Alphanume Team · June 8, 2026

Options Data for an MFE Volatility Project

A volatility project is only as sound as its options universe. The hardest part is knowing what was tradeable on each historical date.

The Hidden Hard Part of a Vol Project

A volatility project usually starts with surfaces, Greeks, and implied-vol time series, and students reasonably focus on sourcing those. The subtler requirement is the options universe itself: which underlyings actually had listed options, and which contracts existed, on each historical date. Backtesting a strategy across names that were not optionable at the time is a quiet form of lookahead, and it is easy to introduce without noticing.

Getting the surface data right is necessary, and getting the universe right is what makes the result valid. Both have to be handled for an MFE volatility project to hold up.

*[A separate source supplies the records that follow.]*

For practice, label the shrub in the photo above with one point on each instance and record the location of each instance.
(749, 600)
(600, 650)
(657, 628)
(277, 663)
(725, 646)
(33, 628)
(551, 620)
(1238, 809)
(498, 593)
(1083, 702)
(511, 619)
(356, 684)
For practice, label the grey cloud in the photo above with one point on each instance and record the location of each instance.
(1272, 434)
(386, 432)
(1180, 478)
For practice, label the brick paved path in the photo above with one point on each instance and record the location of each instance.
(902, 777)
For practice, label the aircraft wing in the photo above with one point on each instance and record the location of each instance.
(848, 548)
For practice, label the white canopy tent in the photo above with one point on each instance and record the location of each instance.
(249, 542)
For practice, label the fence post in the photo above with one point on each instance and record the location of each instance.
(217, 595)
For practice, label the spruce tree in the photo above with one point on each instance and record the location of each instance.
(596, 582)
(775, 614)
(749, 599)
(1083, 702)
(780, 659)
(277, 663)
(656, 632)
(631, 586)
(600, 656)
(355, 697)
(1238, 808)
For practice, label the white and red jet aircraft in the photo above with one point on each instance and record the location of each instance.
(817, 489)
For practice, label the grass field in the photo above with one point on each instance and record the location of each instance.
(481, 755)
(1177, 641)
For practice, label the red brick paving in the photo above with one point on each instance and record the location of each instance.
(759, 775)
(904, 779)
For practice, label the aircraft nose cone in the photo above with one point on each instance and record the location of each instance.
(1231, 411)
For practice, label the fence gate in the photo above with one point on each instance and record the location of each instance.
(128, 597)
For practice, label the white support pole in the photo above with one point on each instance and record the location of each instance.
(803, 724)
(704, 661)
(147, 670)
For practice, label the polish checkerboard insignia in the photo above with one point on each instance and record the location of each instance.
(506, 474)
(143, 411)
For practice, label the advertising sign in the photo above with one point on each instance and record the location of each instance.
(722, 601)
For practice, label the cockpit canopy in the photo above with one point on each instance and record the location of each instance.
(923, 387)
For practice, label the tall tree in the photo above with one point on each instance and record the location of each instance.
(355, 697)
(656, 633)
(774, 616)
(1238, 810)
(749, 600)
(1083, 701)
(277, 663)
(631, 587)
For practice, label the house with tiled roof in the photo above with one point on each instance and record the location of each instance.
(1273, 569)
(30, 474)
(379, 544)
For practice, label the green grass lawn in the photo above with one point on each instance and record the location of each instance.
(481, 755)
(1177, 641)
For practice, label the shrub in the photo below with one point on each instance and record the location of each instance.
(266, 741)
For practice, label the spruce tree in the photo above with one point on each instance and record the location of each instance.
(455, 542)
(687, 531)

Sourcing the Surface and the Universe

For surfaces, Greeks, and implied volatility, the provider landscape is mapped in our roundup of volatility data providers and our guide to options data providers. For the universe question, which stocks even have options and when, our complete guide to which stocks have options is the starting point.

Treating these as two separate requirements, surface data and universe eligibility, is what keeps a volatility backtest honest about what could have been traded.

What a Vol Project Needs

Component

Source Type

Bias Risk If Missing

Implied-vol surfaces

Vol-data provider

Inaccurate signal

Greeks

Options analytics

Wrong hedging logic

Optionable universe

Point-in-time eligibility

Lookahead in universe

The universe component is the one most students miss, because surface data looks complete on its own while silently assuming a universe that did not exist yet.

The Point-in-Time Universe Layer

Alphanume's historical optionable tickers dataset provides point-in-time options eligibility, so a backtest only trades names that actually had options on each date, and a historical market cap dataset adds size context for liquidity filters. Paired with a volatility provider, they close the universe gap that surface data leaves open.

A Lookahead Trap in Practice

Here is the trap a volatility project usually falls into. A student backtests a dispersion or skew strategy across a basket of names, using today's list of optionable underlyings as the universe for the entire history. Several of those names did not have listed options in the early years of the sample, so the strategy traded instruments that did not exist yet. The result looks clean and is quietly invalid.

Avoiding it requires a point-in-time view of which underlyings were optionable on each date, treated as a separate input from the surface data. Surface quality gets the attention because it is visible, while the universe error hides in plain sight until someone asks when each name was first optionable.

Validating the Options Universe

A simple validation step catches most universe errors. For a sample of dates across your study period, list the underlyings your strategy assumes are optionable and check each against a point-in-time record of which names actually had listed options then. Discrepancies reveal exactly where the backtest is trading instruments that did not yet exist, which is the most common silent flaw in a student volatility project.

Building this check in early is cheaper than discovering the problem at the defense. Surface data and analytics get refined throughout the project, while the universe assumption is usually set once and forgotten, so a deliberate validation is what keeps it honest.

How to Choose

Source the surface and the universe separately. For an MFE volatility project, pair a volatility-data provider for surfaces and Greeks with a point-in-time optionable-universe dataset, so the strategy only trades what was tradeable. The surface gets the attention, and the universe is where validity is quietly won or lost.